Why Both Are Required
This is the key point: air movers and dehumidifiers are not interchangeable, and neither works properly without the other.
Running air movers without dehumidifiers drives moisture off surfaces and into the air — but that humid air goes nowhere. Relative humidity in the drying chamber rises, slowing or stopping further evaporation. The equipment runs, but drying progress stalls or reverses.
Running dehumidifiers without air movers removes moisture from the air gradually, but the rate of evaporation from wet materials is limited by the stagnant air layer above their surfaces. Drying takes significantly longer.
The correct system creates a loop: air movers drive moisture off surfaces, dehumidifiers capture it from the air, and the resulting drier air is recirculated to continue the process.
Equipment Placement
Placement follows from function:
- Air movers are positioned at the perimeter of affected areas, angled low against walls at approximately 45 degrees to direct airflow across drywall and flooring surfaces.
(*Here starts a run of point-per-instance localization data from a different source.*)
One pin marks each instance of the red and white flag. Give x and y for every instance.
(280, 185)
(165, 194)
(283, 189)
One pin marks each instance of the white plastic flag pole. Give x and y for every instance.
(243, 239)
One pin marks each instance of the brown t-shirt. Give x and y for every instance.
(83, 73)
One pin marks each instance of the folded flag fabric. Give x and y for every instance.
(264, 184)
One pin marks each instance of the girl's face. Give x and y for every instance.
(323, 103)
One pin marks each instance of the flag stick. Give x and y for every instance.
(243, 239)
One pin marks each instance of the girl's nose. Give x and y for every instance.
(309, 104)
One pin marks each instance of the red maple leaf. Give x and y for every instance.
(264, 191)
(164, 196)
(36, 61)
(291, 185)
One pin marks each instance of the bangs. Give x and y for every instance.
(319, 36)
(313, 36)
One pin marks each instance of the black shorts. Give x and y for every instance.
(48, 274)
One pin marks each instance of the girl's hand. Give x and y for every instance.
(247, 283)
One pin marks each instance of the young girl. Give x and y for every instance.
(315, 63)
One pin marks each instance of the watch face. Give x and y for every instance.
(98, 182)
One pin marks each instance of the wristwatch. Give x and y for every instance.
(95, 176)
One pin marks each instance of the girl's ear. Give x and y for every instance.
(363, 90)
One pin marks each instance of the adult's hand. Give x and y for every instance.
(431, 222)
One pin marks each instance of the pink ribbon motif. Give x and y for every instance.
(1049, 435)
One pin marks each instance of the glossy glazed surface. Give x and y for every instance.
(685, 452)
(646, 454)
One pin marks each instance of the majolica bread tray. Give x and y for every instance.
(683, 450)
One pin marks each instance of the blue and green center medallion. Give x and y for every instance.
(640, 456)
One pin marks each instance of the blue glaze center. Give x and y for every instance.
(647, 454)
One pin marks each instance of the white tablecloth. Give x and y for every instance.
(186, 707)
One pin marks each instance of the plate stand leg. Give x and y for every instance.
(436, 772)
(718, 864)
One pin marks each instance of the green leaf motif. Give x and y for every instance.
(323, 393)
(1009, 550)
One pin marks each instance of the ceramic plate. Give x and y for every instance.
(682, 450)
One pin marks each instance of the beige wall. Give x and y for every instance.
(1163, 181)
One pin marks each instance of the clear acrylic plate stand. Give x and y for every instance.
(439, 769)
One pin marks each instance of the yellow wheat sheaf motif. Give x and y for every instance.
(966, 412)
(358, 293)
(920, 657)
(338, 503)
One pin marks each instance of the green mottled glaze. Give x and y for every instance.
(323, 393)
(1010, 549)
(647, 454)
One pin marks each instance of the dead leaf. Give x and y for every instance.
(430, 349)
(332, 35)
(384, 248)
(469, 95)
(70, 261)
For cavity drying, equipment connects to wall openings or injection systems.
- Dehumidifiers are positioned centrally within the drying zone to draw from the air movers’ output, with continuous drainage arranged to a floor drain, sink, or exterior.
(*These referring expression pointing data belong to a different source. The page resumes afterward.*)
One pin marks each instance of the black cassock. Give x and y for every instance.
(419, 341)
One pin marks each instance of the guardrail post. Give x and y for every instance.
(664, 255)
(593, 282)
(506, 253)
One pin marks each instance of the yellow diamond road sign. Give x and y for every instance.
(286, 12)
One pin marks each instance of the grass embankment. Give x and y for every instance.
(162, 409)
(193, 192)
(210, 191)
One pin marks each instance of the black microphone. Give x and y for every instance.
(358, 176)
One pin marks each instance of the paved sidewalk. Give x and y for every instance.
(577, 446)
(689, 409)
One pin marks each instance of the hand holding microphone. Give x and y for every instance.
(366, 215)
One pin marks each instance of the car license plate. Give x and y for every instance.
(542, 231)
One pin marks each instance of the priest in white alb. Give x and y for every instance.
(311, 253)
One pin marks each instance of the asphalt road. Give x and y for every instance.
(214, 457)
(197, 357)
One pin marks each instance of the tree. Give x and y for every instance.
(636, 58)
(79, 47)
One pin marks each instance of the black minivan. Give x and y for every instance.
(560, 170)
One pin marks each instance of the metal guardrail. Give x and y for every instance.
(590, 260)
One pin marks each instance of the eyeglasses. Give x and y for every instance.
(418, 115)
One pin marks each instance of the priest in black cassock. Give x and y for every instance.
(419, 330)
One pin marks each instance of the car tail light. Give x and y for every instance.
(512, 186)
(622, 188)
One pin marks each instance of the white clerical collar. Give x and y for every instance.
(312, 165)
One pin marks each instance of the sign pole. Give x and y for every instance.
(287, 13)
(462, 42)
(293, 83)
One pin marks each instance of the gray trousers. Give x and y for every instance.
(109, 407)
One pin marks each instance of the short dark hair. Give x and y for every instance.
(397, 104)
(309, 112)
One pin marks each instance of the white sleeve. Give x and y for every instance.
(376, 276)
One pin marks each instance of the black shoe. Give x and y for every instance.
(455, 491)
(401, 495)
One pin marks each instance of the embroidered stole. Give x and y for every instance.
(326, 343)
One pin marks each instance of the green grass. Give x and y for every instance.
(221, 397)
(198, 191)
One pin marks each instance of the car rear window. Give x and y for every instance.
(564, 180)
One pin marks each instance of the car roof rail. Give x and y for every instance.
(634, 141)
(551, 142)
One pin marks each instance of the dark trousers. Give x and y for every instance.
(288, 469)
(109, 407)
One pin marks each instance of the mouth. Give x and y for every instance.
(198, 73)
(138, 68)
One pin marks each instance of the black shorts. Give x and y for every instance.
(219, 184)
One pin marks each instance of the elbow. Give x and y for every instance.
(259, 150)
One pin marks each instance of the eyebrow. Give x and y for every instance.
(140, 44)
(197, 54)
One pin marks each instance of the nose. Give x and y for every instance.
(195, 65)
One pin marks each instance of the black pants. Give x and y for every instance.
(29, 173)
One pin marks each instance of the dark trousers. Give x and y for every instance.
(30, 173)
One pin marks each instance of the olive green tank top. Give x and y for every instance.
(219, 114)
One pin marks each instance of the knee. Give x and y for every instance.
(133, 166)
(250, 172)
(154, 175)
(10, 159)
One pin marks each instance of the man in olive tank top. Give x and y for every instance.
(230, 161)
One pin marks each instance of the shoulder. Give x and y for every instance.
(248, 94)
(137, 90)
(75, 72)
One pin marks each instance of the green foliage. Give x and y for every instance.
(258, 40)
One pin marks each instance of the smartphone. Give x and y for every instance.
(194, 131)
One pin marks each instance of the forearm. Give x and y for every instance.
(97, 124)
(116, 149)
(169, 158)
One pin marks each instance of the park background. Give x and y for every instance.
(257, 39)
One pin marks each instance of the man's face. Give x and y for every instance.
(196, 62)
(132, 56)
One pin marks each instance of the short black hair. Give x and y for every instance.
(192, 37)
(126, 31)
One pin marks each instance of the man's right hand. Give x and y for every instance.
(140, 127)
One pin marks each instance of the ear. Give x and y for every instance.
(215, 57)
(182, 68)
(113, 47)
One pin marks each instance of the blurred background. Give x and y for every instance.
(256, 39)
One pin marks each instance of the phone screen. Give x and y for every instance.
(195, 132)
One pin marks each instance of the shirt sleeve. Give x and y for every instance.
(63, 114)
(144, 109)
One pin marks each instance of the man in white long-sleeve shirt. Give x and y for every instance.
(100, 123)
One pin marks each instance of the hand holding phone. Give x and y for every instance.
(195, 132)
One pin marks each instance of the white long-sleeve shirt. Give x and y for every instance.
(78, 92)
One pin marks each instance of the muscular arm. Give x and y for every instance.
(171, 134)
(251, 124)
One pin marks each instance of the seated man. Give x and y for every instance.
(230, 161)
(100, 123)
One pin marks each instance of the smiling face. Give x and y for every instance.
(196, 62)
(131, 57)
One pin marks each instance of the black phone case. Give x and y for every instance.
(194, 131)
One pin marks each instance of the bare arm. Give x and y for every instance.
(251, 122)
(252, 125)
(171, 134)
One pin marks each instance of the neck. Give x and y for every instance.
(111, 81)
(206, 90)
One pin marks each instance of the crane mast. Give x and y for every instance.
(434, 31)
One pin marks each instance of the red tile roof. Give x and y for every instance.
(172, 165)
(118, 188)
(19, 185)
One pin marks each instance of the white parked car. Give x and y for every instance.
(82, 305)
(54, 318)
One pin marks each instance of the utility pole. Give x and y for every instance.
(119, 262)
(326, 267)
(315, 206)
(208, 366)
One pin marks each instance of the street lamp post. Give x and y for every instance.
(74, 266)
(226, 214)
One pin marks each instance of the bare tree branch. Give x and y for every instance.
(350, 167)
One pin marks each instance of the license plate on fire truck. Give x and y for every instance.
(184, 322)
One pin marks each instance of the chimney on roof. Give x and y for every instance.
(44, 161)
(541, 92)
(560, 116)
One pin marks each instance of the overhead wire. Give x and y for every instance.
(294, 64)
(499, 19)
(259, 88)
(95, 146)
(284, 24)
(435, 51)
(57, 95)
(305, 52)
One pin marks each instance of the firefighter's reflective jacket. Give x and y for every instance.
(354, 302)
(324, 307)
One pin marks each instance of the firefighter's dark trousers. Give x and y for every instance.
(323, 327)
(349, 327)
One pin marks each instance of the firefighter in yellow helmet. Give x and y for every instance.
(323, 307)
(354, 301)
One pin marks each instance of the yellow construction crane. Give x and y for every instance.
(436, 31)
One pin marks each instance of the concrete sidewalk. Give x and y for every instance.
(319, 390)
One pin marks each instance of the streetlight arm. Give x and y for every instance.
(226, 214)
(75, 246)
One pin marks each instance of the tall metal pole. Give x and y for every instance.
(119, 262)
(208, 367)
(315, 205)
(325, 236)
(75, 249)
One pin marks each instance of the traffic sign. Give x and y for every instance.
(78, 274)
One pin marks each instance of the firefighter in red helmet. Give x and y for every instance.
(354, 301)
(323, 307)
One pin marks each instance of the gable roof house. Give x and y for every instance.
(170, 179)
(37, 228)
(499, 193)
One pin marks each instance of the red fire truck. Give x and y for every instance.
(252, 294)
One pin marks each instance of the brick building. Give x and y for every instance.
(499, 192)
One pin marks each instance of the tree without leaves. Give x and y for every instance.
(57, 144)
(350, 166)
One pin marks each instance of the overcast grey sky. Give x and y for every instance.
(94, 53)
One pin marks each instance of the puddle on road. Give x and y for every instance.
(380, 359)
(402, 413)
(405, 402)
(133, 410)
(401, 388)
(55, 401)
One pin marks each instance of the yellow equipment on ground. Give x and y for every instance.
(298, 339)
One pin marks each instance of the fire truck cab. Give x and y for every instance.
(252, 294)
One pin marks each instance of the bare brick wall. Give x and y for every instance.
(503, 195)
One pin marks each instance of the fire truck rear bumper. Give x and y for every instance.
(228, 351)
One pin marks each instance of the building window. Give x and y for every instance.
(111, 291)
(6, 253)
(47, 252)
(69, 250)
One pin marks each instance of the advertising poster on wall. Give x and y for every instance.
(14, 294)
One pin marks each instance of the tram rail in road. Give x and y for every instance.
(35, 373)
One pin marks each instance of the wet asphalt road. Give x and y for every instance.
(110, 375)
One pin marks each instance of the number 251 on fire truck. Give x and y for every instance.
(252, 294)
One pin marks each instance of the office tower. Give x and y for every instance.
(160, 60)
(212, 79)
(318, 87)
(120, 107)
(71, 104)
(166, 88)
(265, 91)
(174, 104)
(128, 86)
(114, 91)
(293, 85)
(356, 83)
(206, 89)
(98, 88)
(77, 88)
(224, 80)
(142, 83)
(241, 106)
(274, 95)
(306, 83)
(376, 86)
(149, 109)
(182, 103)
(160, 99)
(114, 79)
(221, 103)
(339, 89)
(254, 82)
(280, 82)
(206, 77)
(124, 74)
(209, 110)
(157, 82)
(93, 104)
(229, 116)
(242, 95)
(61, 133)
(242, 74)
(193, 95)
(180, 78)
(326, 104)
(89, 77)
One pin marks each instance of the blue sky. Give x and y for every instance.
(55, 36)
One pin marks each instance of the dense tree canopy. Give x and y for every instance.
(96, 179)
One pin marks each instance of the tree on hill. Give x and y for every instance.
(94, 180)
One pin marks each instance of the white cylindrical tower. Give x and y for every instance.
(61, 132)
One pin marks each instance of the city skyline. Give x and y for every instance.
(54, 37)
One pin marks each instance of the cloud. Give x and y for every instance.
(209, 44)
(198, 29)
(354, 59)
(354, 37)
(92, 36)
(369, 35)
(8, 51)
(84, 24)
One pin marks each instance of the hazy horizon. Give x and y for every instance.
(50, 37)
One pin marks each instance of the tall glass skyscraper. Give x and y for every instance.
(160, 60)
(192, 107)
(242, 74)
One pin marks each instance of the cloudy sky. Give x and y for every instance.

Psychrometrics: The Numbers Behind Drying
Professional restorers track drying progress using psychrometric principles — the relationship between temperature, relative humidity, and the moisture content of air. Key measurements include:
- Relative humidity (RH): the proportion of moisture in the air relative to what it could hold at that temperature.
- Grains per pound (GPP): the actual quantity of moisture in a pound of air — a more useful measure than RH because it doesn’t change with temperature alone.
- Dewpoint: the temperature at which air becomes saturated — relevant for equipment selection and monitoring.
How Professionals Calculate Equipment Quantity
IICRC S500 provides guidance for calculating the appropriate number of air movers and dehumidifiers based on the Class of water damage (which reflects the amount of evaporation required) and the size of the affected area. A proper drying plan specifies equipment quantities based on this methodology, not a flat estimate.
Daily Readings Track Progress
Professional drying jobs are documented daily. Temperature, relative humidity, GPP, and structural moisture content readings are logged at each visit to confirm the drying system is performing. These records form the drying log that verifies the job met IICRC S500 goals — documentation relevant to both insurance claims and confirming the job is genuinely complete.
Aquex is a disclosed AI research assistant. This content reflects published IICRC guidance and does not substitute for a professional assessment of your specific situation.